В нашем переулке никогда не появляется интуристовский автобус. Маршруты проходят рядом – по широкой прямой улице, подмявшей под себя тихие поленовские дворики. Здесь, у сверкающих неоном бесконечных витрин, тормозят машины, и туристы степенно разминают ноги. Зрачки аппаратов привычно обшаривают монументальные фасады, гид торопливо и бесстрастно перечисляет квадратные метры стекла, тонны бетона и кубы пространства, и автобус трогается.

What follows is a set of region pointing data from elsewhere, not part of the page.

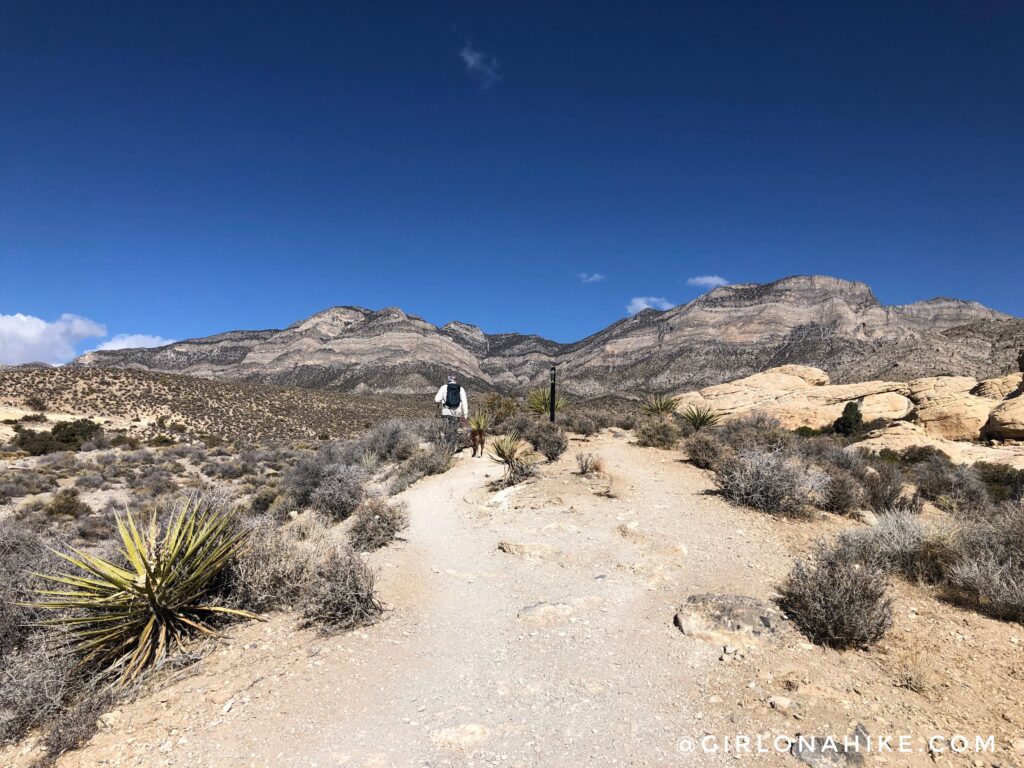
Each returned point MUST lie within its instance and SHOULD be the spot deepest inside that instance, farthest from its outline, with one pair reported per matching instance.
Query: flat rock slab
(819, 752)
(720, 617)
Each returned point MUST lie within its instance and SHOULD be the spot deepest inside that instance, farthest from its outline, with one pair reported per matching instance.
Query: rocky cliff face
(730, 332)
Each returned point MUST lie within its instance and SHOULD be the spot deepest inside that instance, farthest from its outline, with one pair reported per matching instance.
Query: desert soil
(534, 627)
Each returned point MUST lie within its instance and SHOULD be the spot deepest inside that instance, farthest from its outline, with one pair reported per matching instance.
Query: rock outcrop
(834, 325)
(941, 409)
(802, 396)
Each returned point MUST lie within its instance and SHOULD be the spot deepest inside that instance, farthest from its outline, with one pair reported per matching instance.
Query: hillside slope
(730, 332)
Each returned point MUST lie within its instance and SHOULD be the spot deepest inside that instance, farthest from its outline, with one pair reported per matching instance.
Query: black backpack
(454, 397)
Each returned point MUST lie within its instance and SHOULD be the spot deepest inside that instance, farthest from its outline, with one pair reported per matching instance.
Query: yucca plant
(515, 455)
(124, 619)
(658, 404)
(539, 400)
(699, 417)
(479, 422)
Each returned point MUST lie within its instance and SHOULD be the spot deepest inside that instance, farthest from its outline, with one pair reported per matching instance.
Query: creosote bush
(588, 464)
(342, 594)
(837, 601)
(771, 481)
(377, 524)
(340, 493)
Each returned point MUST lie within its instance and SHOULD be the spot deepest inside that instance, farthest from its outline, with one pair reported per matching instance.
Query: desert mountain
(836, 325)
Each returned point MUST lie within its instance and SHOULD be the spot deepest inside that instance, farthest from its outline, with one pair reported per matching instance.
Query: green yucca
(124, 619)
(514, 454)
(539, 400)
(700, 416)
(479, 422)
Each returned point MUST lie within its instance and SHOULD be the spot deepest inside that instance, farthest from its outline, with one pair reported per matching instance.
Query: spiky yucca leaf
(514, 454)
(124, 619)
(658, 404)
(539, 400)
(700, 416)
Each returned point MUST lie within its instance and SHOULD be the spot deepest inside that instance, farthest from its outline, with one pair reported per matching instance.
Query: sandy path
(559, 652)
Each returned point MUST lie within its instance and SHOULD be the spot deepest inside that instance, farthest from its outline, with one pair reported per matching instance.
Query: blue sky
(178, 169)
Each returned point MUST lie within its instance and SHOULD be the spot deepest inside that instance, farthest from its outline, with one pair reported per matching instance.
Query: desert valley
(777, 511)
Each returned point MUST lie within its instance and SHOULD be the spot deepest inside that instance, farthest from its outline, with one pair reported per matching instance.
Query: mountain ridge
(724, 334)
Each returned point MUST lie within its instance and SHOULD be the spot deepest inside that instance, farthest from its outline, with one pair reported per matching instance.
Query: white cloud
(28, 339)
(639, 303)
(480, 66)
(134, 341)
(708, 281)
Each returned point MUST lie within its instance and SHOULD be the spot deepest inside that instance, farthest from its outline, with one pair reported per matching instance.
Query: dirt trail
(532, 627)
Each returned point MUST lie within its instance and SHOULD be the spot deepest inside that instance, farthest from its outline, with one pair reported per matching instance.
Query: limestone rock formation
(800, 395)
(1007, 421)
(946, 409)
(732, 332)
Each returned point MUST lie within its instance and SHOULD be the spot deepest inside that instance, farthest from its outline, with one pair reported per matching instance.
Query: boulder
(946, 409)
(1007, 421)
(801, 395)
(999, 388)
(902, 434)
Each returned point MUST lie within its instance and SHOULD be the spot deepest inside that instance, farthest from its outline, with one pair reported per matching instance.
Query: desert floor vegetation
(146, 552)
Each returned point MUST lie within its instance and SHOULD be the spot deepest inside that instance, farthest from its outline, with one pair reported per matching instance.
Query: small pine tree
(850, 421)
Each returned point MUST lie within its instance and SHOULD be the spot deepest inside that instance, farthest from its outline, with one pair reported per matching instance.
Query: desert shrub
(500, 408)
(539, 401)
(67, 504)
(699, 417)
(548, 439)
(1003, 481)
(515, 456)
(901, 544)
(74, 433)
(837, 601)
(78, 722)
(36, 402)
(15, 483)
(707, 451)
(282, 507)
(580, 423)
(340, 493)
(262, 499)
(433, 461)
(850, 422)
(754, 430)
(91, 480)
(883, 485)
(988, 568)
(658, 431)
(658, 404)
(342, 595)
(276, 565)
(589, 464)
(953, 487)
(37, 443)
(390, 440)
(377, 524)
(123, 619)
(772, 481)
(23, 554)
(37, 682)
(841, 493)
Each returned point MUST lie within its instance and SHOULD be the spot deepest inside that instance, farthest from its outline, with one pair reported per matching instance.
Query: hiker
(452, 397)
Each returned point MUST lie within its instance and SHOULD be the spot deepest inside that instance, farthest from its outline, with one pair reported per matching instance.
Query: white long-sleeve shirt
(463, 409)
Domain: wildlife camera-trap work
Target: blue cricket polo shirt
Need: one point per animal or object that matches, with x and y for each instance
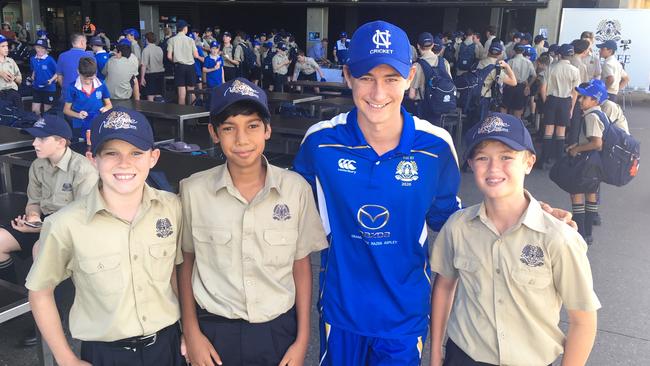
(90, 103)
(68, 65)
(102, 58)
(44, 69)
(214, 78)
(375, 210)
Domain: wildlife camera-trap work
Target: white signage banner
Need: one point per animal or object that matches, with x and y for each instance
(629, 28)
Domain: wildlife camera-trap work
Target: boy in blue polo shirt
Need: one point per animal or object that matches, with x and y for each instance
(213, 66)
(44, 76)
(86, 97)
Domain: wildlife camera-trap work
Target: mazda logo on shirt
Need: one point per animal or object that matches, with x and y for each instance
(373, 217)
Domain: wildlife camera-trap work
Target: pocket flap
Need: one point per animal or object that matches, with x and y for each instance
(160, 251)
(96, 265)
(281, 237)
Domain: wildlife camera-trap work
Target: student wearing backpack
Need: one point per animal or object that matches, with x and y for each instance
(418, 89)
(468, 52)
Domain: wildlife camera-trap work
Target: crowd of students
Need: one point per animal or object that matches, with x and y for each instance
(230, 255)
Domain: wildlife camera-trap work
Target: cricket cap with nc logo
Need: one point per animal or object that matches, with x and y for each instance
(377, 43)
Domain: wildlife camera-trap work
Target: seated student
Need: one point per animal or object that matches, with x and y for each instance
(86, 98)
(57, 177)
(246, 265)
(10, 76)
(585, 205)
(213, 66)
(511, 265)
(122, 72)
(119, 245)
(43, 76)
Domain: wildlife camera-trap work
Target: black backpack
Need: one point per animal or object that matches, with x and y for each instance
(439, 89)
(248, 63)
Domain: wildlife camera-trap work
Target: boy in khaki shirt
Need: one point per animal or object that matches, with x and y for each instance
(249, 228)
(119, 245)
(511, 265)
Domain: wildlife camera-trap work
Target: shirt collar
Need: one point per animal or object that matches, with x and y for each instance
(406, 139)
(223, 179)
(533, 217)
(96, 83)
(95, 202)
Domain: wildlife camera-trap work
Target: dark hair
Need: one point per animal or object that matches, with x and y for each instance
(244, 108)
(151, 38)
(124, 49)
(87, 66)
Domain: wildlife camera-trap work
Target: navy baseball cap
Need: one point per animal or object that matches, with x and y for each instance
(610, 44)
(50, 125)
(425, 39)
(41, 43)
(567, 50)
(502, 127)
(180, 24)
(378, 43)
(123, 124)
(96, 41)
(238, 90)
(595, 89)
(496, 48)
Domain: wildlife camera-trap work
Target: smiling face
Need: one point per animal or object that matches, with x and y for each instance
(123, 168)
(242, 139)
(499, 171)
(378, 94)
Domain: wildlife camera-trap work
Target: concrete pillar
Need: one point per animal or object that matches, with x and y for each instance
(450, 20)
(31, 10)
(549, 18)
(317, 20)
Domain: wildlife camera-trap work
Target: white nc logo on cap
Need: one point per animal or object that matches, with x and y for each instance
(381, 39)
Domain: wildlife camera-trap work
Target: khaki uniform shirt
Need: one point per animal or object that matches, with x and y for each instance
(53, 187)
(152, 59)
(9, 66)
(612, 67)
(593, 126)
(419, 78)
(562, 79)
(615, 114)
(278, 59)
(512, 286)
(579, 63)
(244, 252)
(121, 270)
(522, 68)
(182, 48)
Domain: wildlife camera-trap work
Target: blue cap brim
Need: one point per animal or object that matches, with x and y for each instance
(362, 67)
(511, 143)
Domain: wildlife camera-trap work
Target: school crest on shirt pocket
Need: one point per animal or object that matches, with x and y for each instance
(164, 228)
(532, 256)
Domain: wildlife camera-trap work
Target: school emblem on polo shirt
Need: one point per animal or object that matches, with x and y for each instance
(532, 256)
(241, 88)
(493, 124)
(281, 212)
(118, 120)
(407, 171)
(164, 228)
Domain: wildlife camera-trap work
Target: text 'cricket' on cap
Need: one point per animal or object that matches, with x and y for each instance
(378, 43)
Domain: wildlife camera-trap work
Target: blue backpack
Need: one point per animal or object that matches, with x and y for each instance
(439, 89)
(466, 56)
(620, 153)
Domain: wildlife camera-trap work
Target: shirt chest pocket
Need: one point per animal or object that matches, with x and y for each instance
(468, 273)
(532, 279)
(279, 247)
(213, 246)
(103, 275)
(161, 256)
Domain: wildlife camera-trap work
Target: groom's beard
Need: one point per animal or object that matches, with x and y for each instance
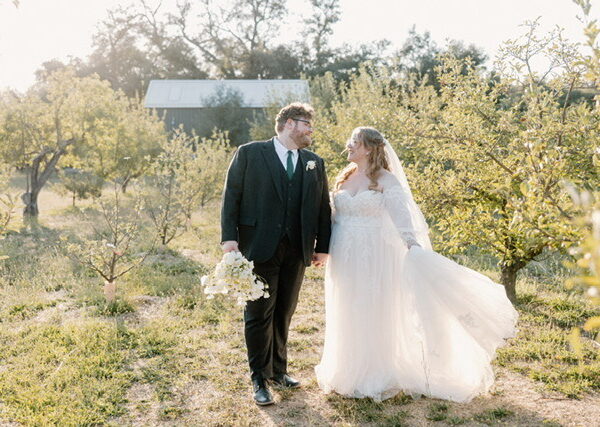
(302, 140)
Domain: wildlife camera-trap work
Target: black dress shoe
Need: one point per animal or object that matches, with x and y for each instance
(285, 381)
(262, 395)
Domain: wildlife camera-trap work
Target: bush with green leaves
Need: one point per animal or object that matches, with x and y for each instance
(587, 253)
(497, 149)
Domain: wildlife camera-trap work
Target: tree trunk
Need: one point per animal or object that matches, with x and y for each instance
(508, 277)
(39, 174)
(30, 201)
(110, 291)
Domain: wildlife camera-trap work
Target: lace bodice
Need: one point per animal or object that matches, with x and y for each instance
(371, 208)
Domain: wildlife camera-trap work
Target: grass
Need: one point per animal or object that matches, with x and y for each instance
(163, 354)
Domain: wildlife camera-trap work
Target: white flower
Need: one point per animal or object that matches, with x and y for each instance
(233, 276)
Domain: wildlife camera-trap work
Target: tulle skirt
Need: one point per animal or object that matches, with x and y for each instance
(407, 320)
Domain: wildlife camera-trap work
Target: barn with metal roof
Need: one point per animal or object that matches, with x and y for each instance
(199, 104)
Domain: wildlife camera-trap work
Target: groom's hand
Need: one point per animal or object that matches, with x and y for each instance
(229, 246)
(319, 259)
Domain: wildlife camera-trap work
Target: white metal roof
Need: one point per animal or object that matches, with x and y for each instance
(195, 93)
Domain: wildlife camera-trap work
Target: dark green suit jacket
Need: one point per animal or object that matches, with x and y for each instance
(252, 212)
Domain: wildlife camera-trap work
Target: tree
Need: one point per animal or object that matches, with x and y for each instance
(107, 249)
(231, 37)
(7, 200)
(499, 151)
(420, 55)
(187, 174)
(318, 28)
(225, 111)
(79, 184)
(73, 117)
(587, 252)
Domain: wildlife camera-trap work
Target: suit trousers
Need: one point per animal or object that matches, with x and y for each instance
(267, 320)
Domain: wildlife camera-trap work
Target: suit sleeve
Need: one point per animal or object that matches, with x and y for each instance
(232, 196)
(324, 222)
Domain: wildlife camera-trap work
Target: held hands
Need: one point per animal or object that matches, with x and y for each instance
(229, 246)
(319, 259)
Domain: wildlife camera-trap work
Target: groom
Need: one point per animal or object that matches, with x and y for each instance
(276, 212)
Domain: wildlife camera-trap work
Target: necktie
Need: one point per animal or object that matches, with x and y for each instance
(290, 165)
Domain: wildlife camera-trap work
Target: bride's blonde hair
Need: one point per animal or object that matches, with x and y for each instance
(373, 141)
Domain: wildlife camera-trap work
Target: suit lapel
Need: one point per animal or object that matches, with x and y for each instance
(306, 179)
(274, 166)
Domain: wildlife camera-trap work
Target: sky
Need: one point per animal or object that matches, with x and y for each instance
(40, 30)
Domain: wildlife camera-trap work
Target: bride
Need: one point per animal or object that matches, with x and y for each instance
(400, 317)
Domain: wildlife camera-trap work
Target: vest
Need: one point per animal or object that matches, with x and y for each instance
(292, 201)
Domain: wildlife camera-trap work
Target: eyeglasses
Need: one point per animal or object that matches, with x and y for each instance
(304, 121)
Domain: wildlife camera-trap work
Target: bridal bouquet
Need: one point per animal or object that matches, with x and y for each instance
(233, 276)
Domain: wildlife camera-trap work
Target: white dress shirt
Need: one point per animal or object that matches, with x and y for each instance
(281, 151)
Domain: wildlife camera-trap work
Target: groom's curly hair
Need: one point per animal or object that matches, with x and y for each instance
(294, 110)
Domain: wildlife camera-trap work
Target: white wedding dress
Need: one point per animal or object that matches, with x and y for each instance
(400, 319)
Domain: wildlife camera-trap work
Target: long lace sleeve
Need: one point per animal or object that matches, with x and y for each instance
(396, 203)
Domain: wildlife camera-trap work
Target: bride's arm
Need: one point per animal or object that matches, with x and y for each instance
(395, 203)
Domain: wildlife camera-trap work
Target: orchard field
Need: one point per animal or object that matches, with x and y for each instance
(108, 222)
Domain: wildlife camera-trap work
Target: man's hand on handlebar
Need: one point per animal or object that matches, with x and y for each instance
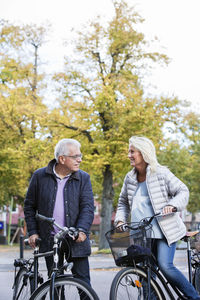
(32, 240)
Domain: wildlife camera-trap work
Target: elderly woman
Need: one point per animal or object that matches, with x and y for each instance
(150, 188)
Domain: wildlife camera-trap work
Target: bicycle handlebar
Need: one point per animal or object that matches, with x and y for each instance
(71, 231)
(147, 221)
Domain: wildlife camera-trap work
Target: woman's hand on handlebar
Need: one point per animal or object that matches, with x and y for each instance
(168, 209)
(81, 237)
(32, 239)
(120, 225)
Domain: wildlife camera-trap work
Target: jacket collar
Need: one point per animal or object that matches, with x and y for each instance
(133, 172)
(49, 170)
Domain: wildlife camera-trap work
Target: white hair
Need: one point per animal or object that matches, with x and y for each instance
(62, 148)
(147, 149)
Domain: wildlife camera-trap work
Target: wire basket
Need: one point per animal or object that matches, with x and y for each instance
(130, 243)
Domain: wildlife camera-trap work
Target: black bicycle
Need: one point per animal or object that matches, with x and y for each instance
(141, 278)
(27, 277)
(62, 286)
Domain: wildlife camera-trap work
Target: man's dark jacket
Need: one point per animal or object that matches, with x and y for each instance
(78, 200)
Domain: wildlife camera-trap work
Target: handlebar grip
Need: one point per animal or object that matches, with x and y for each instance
(174, 209)
(46, 219)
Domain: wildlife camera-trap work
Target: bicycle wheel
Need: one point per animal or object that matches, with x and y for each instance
(22, 285)
(131, 283)
(196, 279)
(65, 288)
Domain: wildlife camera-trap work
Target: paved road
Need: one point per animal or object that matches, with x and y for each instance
(103, 270)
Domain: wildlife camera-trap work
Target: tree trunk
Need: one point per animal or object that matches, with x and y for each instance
(106, 207)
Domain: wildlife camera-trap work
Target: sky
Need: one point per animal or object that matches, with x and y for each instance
(176, 23)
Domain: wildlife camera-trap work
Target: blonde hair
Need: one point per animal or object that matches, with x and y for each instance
(147, 149)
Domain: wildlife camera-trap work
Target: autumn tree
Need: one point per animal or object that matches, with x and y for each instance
(103, 100)
(21, 106)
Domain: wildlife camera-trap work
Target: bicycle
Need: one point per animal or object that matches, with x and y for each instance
(141, 278)
(27, 278)
(60, 285)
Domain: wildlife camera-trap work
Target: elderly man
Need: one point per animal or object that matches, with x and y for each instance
(63, 191)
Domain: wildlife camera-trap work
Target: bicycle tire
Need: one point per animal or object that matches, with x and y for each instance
(22, 286)
(74, 289)
(129, 284)
(196, 279)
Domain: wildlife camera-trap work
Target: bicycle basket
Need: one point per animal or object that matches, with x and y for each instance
(130, 245)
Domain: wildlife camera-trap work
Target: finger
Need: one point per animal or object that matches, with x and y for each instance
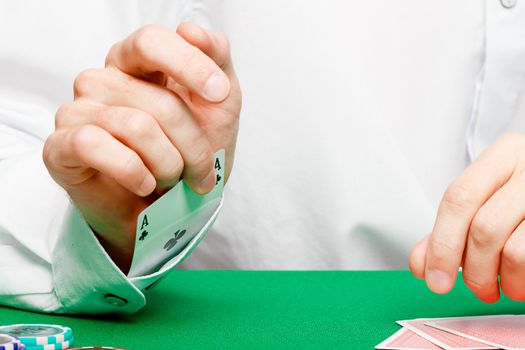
(170, 112)
(460, 203)
(74, 152)
(417, 258)
(214, 44)
(512, 270)
(134, 128)
(154, 49)
(489, 230)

Когда в моей комнате открыто окно, я слышу вздохи автобуса, шелест дверей, монотонный голос гида. Мой дом – за спиной ультрасовременного проспекта. Когда прокладывали магистраль, снесли деревянные дома и построили панельные; наш дом уцелел чудом. Правда, он каменный и трехэтажный, но три его этажа равны пяти современным.
Мы живем на самом верху – там, где нелепо торчит единственный балкон. А попасть к нам можно только со двора по узкой лестнице со стертыми каменными ступенями. Она ведет под крышу. Здесь площадка и дверь, обитая старым войлоком. На косяке – звонок, а под ним – табличка с семью фамилиями.
Когда-то в школе учитель истории показал нам план Москвы конца восемнадцатого столетия, и я нашел на том плане наш дом. Он сгорел во время великого московского пожара, но фундамент остался. После урока мы спускались в подвал и нюхали стены: они пахли порохом 1812 года.
За стеной моей комнаты день и ночь стучит машинка. В нашей квартире не принято ворчать по этому поводу: работа есть работа. И когда в коридоре раздается один никому не адресованный звонок, дверь открывает тот, кто оказался ближе.
– К машинистке? Вторая дверь налево.
Посетитель исчезает за указанной дверью, и если задержаться в коридоре, то почти всегда услышишь один и тот же диалог:
– Ваша машинка берет пять экземпляров?
– Семь. У меня хорошая машинка. У меня старая «Олимпия».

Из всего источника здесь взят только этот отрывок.